And what is more unnerving - his official spokesmen continue to say nothing to the nation, reports Osasu Obayiuwana from Lagos.

At the best of times, coping with the demands of running an ethnically diverse and politically complicated country such as Nigeria is tasking, even for a president in peak physical condition.

 But President Umaru Yar'Adua"s decision to say as little as he can about his health worries, obviously a sensitive personal subject - has done little to reduce anxiety in the Nigerian polity, as commentators continually question his ability to discharge the strenuous functions of his office.

 "Anybody ruling any complex entity like Nigeria should be in the best of luck. It is obvious that this president is not in the best of luck, even he will be the first to admit that,' Nobel Laureate Wole Soyinka recently commented.

Yar'Adua is alleged - as there is no official confirmation of this - to be suffering from long-term kidney problems. His recent decision to go on a two-week holiday from 26 January, at a time that world leaders were brainstorming on how to plot a way out of the global financial crisis at the World Economic Forum in Davos, Switzerland, did little to dispel rumours that his health was failing and he was seeking discreet treatment.
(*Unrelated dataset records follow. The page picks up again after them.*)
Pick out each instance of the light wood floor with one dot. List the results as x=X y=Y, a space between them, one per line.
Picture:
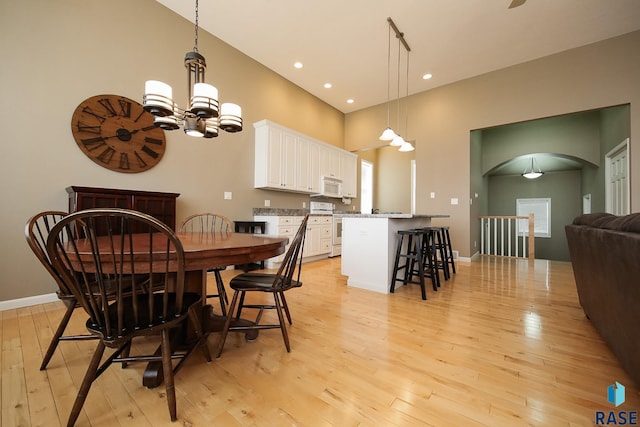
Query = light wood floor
x=504 y=343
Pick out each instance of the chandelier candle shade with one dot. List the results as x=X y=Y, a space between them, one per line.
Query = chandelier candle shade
x=204 y=116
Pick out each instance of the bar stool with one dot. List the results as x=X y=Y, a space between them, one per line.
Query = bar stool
x=413 y=260
x=429 y=256
x=447 y=248
x=253 y=227
x=440 y=251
Those rumours, however, were not a worry for Segun Adeniyi, Yar'Adua's presidential spokesman, who refused to make any pronouncement on his boss's health.

'I'm not going to react to that story. Whether it is true or false, newspapers can go ahead speculating on the health of Mr President. I won't talk about it,' Adeniyi said.

Nigeria's Business Day newspaper had quoted a special assistant in the presidency as saying aides and ministers were trying to get approval for government business before he left.

Although Yar'Adua made it clear in a statement that all matters normally handled by him will be dealt with by Vice-President Goodluck Jonathan, the capacity in which Jonathan functioned during Yar'Adua's vacation became a matter of fierce debate by parliamentarians and constitutional lawyers.